Il en est de même dans deux domaines où nous étions autrefois (hier ! cela va vite) précurseurs, la pharmacie et les semi-conducteurs. Dans les deux cas, il s’agit de faire revenir de la chimie compliquée au pays et donc de faire « coller » des normes et règlements aux dures réalités de la vie industrielle. Si les pouvoirs publics sont cohérents et décidés ce peut être l’illustration d’une politique environnementale réelle, c’est-à-dire avec des prescriptions adaptées aux investissements prévus au détriment du règlement « tableau Excel » coutumier. Car les cahiers quotidiennement évolutifs des normes sur la chimie posent des problèmes d’autant plus insurmontables qu’ils sont inutiles pour la protection des salariés comme des citoyens. Il faudra prévoir des coopérations avec les fabricants actuels et apprécier les possibilités de transfert   de technologies actuels comme futurs.

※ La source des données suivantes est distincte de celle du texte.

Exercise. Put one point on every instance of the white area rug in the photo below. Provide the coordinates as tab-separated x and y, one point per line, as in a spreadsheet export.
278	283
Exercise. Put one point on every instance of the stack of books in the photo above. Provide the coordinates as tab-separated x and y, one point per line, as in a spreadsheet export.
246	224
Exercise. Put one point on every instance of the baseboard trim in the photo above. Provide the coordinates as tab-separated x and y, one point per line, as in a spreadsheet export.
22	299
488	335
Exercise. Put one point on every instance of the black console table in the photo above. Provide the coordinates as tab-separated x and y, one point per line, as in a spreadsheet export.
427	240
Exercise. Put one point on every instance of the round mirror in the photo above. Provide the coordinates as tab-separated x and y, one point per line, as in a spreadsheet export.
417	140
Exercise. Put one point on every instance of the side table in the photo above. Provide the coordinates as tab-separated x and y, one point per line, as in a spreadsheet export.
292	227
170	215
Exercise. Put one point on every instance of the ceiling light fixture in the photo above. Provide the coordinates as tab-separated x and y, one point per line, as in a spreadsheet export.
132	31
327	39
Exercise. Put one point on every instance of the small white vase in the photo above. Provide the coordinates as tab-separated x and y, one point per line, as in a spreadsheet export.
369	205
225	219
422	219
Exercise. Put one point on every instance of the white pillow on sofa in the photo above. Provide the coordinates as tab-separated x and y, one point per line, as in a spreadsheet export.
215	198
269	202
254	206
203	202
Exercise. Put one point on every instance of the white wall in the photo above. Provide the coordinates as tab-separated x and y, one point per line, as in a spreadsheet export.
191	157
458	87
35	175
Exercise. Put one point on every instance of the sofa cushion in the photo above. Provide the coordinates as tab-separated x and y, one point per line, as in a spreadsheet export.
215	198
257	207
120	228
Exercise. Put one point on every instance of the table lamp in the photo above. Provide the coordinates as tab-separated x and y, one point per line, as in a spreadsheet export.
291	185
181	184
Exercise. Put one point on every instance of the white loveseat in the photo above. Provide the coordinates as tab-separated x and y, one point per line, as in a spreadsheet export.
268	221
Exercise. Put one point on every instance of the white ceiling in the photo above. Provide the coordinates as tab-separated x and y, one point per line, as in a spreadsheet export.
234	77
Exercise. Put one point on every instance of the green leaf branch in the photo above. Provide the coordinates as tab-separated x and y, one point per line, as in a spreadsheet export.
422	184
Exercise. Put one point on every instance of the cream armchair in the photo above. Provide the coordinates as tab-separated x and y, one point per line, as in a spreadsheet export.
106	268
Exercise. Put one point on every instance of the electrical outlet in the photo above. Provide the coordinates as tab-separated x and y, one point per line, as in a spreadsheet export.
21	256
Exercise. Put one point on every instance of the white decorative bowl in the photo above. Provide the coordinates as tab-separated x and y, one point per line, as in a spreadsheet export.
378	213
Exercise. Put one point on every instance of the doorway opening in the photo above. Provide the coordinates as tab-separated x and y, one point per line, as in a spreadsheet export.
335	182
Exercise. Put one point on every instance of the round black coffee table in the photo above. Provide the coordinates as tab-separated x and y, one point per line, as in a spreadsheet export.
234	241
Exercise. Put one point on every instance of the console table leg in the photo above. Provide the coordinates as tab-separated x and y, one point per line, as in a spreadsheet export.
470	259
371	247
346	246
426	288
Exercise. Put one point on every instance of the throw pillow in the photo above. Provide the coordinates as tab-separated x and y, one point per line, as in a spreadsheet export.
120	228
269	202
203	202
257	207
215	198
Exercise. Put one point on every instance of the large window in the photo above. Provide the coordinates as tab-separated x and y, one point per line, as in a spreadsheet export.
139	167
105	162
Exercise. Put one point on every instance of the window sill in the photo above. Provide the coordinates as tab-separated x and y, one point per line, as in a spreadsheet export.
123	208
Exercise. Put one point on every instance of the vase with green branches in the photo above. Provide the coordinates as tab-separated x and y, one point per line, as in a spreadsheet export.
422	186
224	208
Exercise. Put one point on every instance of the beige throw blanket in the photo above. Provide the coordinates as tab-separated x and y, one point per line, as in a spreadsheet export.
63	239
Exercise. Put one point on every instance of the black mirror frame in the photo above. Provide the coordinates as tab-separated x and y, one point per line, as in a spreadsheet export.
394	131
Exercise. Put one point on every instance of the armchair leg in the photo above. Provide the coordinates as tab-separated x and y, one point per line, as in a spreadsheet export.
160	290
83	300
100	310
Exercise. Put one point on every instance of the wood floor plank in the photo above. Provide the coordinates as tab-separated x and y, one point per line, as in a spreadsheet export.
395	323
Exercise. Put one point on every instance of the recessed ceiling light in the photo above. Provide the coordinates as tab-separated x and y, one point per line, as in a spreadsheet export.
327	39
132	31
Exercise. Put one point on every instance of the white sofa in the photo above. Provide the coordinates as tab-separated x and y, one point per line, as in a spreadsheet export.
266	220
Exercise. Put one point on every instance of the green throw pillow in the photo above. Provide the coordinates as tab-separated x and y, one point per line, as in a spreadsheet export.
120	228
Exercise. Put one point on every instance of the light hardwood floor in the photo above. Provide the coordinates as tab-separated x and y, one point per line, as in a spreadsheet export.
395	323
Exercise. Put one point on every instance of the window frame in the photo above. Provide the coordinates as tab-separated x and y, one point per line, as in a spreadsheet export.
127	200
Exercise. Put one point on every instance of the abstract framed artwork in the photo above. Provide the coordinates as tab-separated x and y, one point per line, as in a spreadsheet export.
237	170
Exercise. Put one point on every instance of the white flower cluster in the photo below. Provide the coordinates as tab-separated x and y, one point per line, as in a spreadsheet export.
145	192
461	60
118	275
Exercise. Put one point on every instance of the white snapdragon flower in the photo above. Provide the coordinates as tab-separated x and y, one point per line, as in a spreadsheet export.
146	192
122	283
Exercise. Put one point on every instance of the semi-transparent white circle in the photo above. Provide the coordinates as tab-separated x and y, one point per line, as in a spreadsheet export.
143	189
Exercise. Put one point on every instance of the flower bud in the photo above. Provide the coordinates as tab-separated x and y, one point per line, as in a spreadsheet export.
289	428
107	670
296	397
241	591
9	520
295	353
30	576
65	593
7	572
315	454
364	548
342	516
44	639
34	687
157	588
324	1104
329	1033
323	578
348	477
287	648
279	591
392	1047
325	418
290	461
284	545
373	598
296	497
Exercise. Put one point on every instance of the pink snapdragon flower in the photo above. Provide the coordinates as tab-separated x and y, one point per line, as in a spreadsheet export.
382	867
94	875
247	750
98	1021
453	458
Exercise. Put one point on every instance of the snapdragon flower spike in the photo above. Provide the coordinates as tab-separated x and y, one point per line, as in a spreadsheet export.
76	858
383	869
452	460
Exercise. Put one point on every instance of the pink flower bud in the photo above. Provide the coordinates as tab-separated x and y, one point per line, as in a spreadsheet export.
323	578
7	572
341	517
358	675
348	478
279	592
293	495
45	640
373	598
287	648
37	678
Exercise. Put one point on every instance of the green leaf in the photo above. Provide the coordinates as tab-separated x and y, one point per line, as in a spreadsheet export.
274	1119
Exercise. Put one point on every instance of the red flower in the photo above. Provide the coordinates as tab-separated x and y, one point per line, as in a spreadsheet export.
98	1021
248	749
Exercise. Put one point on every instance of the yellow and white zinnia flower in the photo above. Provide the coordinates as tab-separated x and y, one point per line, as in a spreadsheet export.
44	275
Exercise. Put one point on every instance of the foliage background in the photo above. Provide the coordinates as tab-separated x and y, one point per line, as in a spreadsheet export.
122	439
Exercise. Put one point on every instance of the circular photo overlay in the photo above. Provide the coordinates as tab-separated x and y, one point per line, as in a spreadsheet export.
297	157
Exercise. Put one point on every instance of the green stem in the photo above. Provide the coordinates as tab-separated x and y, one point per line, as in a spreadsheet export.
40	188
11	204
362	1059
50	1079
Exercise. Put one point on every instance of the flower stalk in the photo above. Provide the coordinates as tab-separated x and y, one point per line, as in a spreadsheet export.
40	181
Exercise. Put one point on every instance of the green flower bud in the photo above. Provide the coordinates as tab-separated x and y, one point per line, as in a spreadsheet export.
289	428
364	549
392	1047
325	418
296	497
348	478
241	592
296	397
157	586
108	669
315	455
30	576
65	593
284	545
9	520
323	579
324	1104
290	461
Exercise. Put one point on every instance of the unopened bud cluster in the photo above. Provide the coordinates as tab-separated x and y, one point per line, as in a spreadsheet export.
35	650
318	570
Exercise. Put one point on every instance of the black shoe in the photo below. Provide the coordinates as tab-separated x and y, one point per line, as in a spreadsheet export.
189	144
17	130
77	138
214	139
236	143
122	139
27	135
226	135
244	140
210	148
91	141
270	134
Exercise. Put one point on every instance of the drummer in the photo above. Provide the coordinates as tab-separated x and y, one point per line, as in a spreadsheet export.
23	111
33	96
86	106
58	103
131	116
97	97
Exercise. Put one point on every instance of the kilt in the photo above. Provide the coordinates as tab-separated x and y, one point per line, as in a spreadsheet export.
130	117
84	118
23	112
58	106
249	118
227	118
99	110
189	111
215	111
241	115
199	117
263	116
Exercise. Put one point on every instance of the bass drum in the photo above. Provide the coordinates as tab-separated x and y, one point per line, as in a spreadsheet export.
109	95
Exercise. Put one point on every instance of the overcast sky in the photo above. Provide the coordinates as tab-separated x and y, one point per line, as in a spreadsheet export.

Il va falloir ainsi « revenir » dans un grand nombre de secteurs que nous avons abandonnés, des mauvaises habitudes ont été prises, celles, en particulier, de favoriser le prix de production du lointain sans chiffrer l’intérêt de la proximité -flexibilité, rapidité, maintenance…- et de laisser acheter des entreprises moyennes à niches par des grandes compagnies chinoises ou américaines dont l’objectif premier est de se saisir des avancées techniques pour effectuer plus tard la production ailleurs. Pour éviter cette déperdition de compétences et d’une certaine façon la poursuite du désengagement industriel de la France, il faut une vigilance et des solutions. Les industriels eux-mêmes viennent proposer aux pouvoirs publics des solutions de maintien d’activités mais ils sont très souvent balayés par les illusions de l’arrivée d’amis venus d’ailleurs  « qui nous veulent du bien » ! Il serait bon de repréciser aux administrations et aux Ministres que la « préférence nationale » doit être au moins étudiée !  Les industriels étrangers ne sont pas critiquables et la mondialisation se poursuit pour nous comme pour eux, simplement il faut une volonté de sauvegarder et développer le bien commun représenté à la fois par les grandes opérations et l’ensemble du tissu industriel national, l’écosystème scientifique et technique.

À cet égard la manifestation « Choose France « voulait démontrer la grande ouverture de la France sur l’industrie mondiale, personne n’en doute, mais il faut désormais regarder de plus près où est notre véritable intérêt sous peine de poursuivre une politique d’abandon et d’illusions.